Дед высовывает из каморки свою плешь.

— Ну?

— Этот разбойник говорит, что президент заказал господину Айзенбергу двуспальную кровать.

— Ну?

— Что ты все нукаешь! Я спрашиваю: это хорошо или плохо?

— Это плохо.

— Почему?

— Потому что в его годы лучше спать одному.

— Бесстыдник, — кипятится бабушка. — Боже праведный, куда же запропастился Мотл?

— Я тут.

Дядя Мотл топчется на пороге: огненно-рыжий, с шишковатым лбом, с большими, оттопыренными, как ракушки, ушами.

— Соскучились? — с какой-то странной издевкой спрашивает он.

— Давно пора за стол, — тарахтит бабушка.

— Я был занят, — оправдывается Златоуст. — Что у нас сегодня?

— Четверг, — глухо бубнит дед.

— Я про обед, — ухмыляется дядя.

— Картошка, — картавит бабушка, расставляя тарелки.

— Опять картошка?

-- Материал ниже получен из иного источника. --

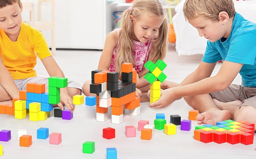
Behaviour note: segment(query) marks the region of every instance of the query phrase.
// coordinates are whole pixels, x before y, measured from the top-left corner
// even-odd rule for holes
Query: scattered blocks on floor
[[[59,145],[61,142],[61,133],[52,133],[50,135],[50,144]]]
[[[95,151],[95,142],[86,141],[83,143],[83,153],[92,154]]]
[[[103,138],[111,139],[116,137],[116,130],[111,128],[107,128],[103,129]]]

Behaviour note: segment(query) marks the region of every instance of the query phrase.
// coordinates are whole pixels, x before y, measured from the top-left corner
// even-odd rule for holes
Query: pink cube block
[[[125,126],[125,136],[127,137],[136,137],[136,128],[134,126]]]
[[[50,144],[59,145],[61,142],[61,133],[52,133],[50,135]]]
[[[149,121],[148,120],[140,120],[138,122],[138,130],[141,131],[144,128],[144,126],[149,124]]]

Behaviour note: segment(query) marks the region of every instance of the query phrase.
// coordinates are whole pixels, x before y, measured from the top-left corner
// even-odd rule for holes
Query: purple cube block
[[[10,140],[10,130],[2,130],[0,131],[0,141],[7,142]]]
[[[191,129],[191,121],[182,120],[180,122],[180,130],[184,131],[190,131]]]
[[[69,109],[65,109],[62,111],[62,119],[71,120],[73,118],[73,113]]]

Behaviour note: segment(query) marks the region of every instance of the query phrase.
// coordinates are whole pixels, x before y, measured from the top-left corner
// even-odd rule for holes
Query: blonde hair
[[[227,12],[230,18],[235,16],[233,0],[186,0],[183,7],[186,20],[202,16],[206,19],[218,21],[219,14],[222,11]]]
[[[163,17],[163,24],[158,29],[157,36],[152,40],[153,45],[149,53],[149,60],[155,62],[157,60],[163,60],[165,57],[167,49],[167,35],[168,23],[162,4],[158,0],[135,0],[132,5],[132,10],[129,9],[125,10],[121,16],[121,28],[119,33],[119,41],[120,47],[115,60],[116,71],[121,75],[121,66],[124,62],[130,62],[135,64],[134,55],[134,44],[131,38],[133,26],[130,19],[132,15],[135,19],[140,19],[142,14],[147,14],[159,17]],[[140,73],[141,77],[147,71],[143,67]]]

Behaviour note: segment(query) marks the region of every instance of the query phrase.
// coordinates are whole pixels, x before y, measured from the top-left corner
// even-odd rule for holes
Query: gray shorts
[[[49,87],[48,78],[45,77],[32,77],[24,79],[14,80],[14,81],[19,90],[26,90],[27,83],[30,82],[45,84],[45,88],[47,89]],[[82,90],[82,86],[81,85],[73,81],[68,80],[67,87],[76,88]]]
[[[240,100],[242,106],[250,106],[256,109],[256,88],[232,84],[224,90],[210,93],[212,98],[227,102]]]

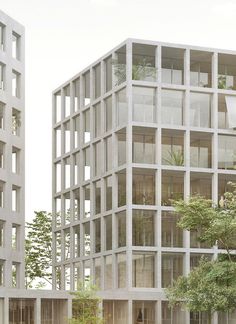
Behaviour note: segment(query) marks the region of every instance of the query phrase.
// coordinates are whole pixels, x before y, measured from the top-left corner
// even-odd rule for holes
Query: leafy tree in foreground
[[[52,284],[52,215],[35,212],[32,222],[26,223],[25,284],[26,288],[42,288]],[[42,280],[43,279],[43,280]]]
[[[91,282],[78,285],[73,292],[73,318],[69,324],[103,324],[101,299],[97,296],[97,288]]]
[[[181,215],[178,226],[196,231],[200,242],[225,249],[217,260],[202,259],[188,276],[179,277],[166,289],[170,305],[182,305],[189,311],[207,312],[211,323],[215,311],[229,312],[236,308],[236,262],[232,249],[236,246],[236,185],[224,195],[221,206],[196,196],[174,203]]]

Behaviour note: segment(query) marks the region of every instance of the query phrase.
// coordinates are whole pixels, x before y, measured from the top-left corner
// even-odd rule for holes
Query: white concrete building
[[[128,39],[57,88],[54,288],[91,277],[109,324],[206,323],[163,288],[220,249],[176,226],[171,199],[217,203],[236,181],[235,117],[232,51]]]
[[[24,27],[0,11],[0,324],[64,324],[71,297],[25,290]]]

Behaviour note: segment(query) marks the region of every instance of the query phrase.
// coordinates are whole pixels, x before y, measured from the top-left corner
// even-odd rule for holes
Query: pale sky
[[[26,219],[51,210],[51,93],[126,38],[236,50],[236,0],[0,0],[26,30]]]

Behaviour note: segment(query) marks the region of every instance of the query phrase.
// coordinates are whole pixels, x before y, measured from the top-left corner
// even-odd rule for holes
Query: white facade
[[[0,324],[64,324],[65,292],[25,290],[24,27],[0,11]]]
[[[205,323],[163,288],[220,249],[171,199],[236,180],[235,101],[236,52],[133,39],[54,91],[54,288],[91,277],[109,324]]]

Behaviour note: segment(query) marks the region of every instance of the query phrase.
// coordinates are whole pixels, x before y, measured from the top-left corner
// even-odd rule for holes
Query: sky
[[[0,0],[26,31],[26,219],[51,211],[52,91],[126,38],[236,50],[235,0]]]

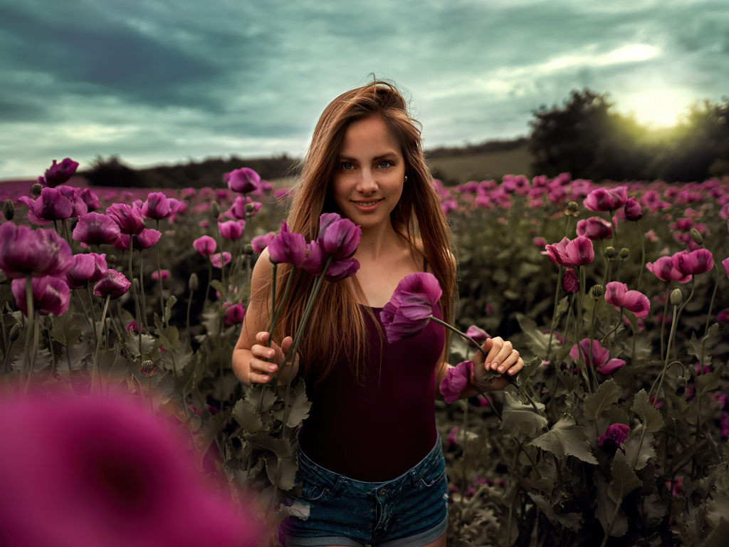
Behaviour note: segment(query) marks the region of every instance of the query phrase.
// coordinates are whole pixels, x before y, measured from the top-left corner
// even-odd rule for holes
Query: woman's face
[[[332,187],[335,201],[347,218],[363,228],[389,222],[405,175],[399,143],[380,116],[349,125]]]

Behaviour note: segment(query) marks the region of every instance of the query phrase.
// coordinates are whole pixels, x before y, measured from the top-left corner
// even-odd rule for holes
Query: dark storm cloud
[[[526,134],[585,87],[658,120],[726,95],[729,6],[0,0],[0,177],[71,154],[298,155],[371,72],[409,92],[427,147]]]

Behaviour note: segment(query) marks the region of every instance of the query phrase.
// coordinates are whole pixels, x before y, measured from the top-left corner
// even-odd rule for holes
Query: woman
[[[300,361],[280,373],[292,343],[286,335],[295,332],[313,277],[295,273],[269,348],[268,251],[253,271],[233,353],[235,374],[251,385],[279,373],[285,384],[300,366],[311,401],[298,435],[302,495],[286,500],[290,515],[278,527],[286,546],[445,545],[448,481],[434,401],[443,400],[438,386],[451,366],[449,331],[431,322],[389,344],[379,318],[400,279],[427,271],[443,288],[434,317],[453,319],[456,261],[418,123],[395,86],[377,80],[340,95],[319,118],[287,223],[308,241],[316,238],[321,213],[350,219],[362,228],[354,255],[360,268],[353,277],[324,283]],[[279,265],[277,286],[290,271]],[[483,348],[488,356],[476,354],[471,382],[482,391],[503,389],[502,378],[490,384],[480,379],[488,370],[515,374],[523,362],[501,338]],[[477,392],[469,386],[461,398]]]

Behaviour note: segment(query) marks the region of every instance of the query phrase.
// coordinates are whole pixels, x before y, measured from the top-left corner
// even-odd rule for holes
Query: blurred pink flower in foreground
[[[252,507],[238,515],[203,482],[182,436],[109,395],[3,397],[4,546],[255,546]]]

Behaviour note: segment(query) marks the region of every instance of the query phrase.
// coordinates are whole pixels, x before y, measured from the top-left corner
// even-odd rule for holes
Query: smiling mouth
[[[381,198],[380,199],[375,199],[370,201],[355,201],[354,200],[350,200],[350,201],[352,203],[356,203],[357,205],[361,206],[362,207],[371,207],[375,203],[378,203],[380,201],[382,201],[383,199],[384,199],[384,198]]]

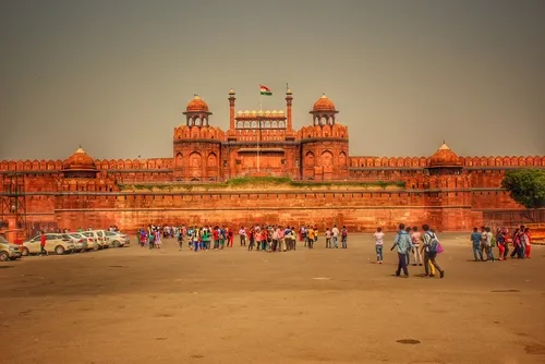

В первый день господь создал картошку, во второй — картошку, в третий — картошку, в четвертый — картошку, в пятый — картошку. Зачем же он в шестой день создал нас?

— Ты еще за такие слова в ад попадешь, богохульник, — мрачнеет бабушка.

— Или в министры, — успокаивает ее Мотл.

— Чем же ты был так занят? — осведомляется дед, разламывая картофелину.

— Полировал кровать для президента. Не кровать, а корабль.

— Ну! — восхищается дед.

— А матрац какой, — расписывает дядя, — на таком матраце можно умереть, не поворачиваясь на другой бок.

— Мотл! Ты бы хоть при ребенке не болтал, — умоляет бабушка.

— Авремэле, — обращается ко мне Златоуст. — Ты понимаешь, о чем я говорю?

— Понимаю.

— О чем?

— О большой кровати.

— А еще о чем?

— О мягком матраце, на котором не больно спать.

— Умница! — торжествует дядя.

— А президент кто? Самый главный?

— Он старик. Как твой дед.

— И тоже кашляет?

— За него кашляют другие.

— Ты погубишь ребенка, — причитает бабушка.

— А как это другие за него кашляют? — интересуюсь я.

— Очень просто, — объясняет дядя. — Как только президент почувствует приступ кашля, он тут же вызывает своего слугу и говорит: «Ступай-ка, дорогой, к сапожнику Шимэну или к прачке Марии и скажи им, чтобы они за меня покашляли. А коли ослушаются, привези их ко мне, я с ними расправлюсь: казню, четвертую, повешу, расстреляю и так далее…» И сапожник Шимэн, и прачка Мария кашляют, кашляют, пока не выкашливают легкие.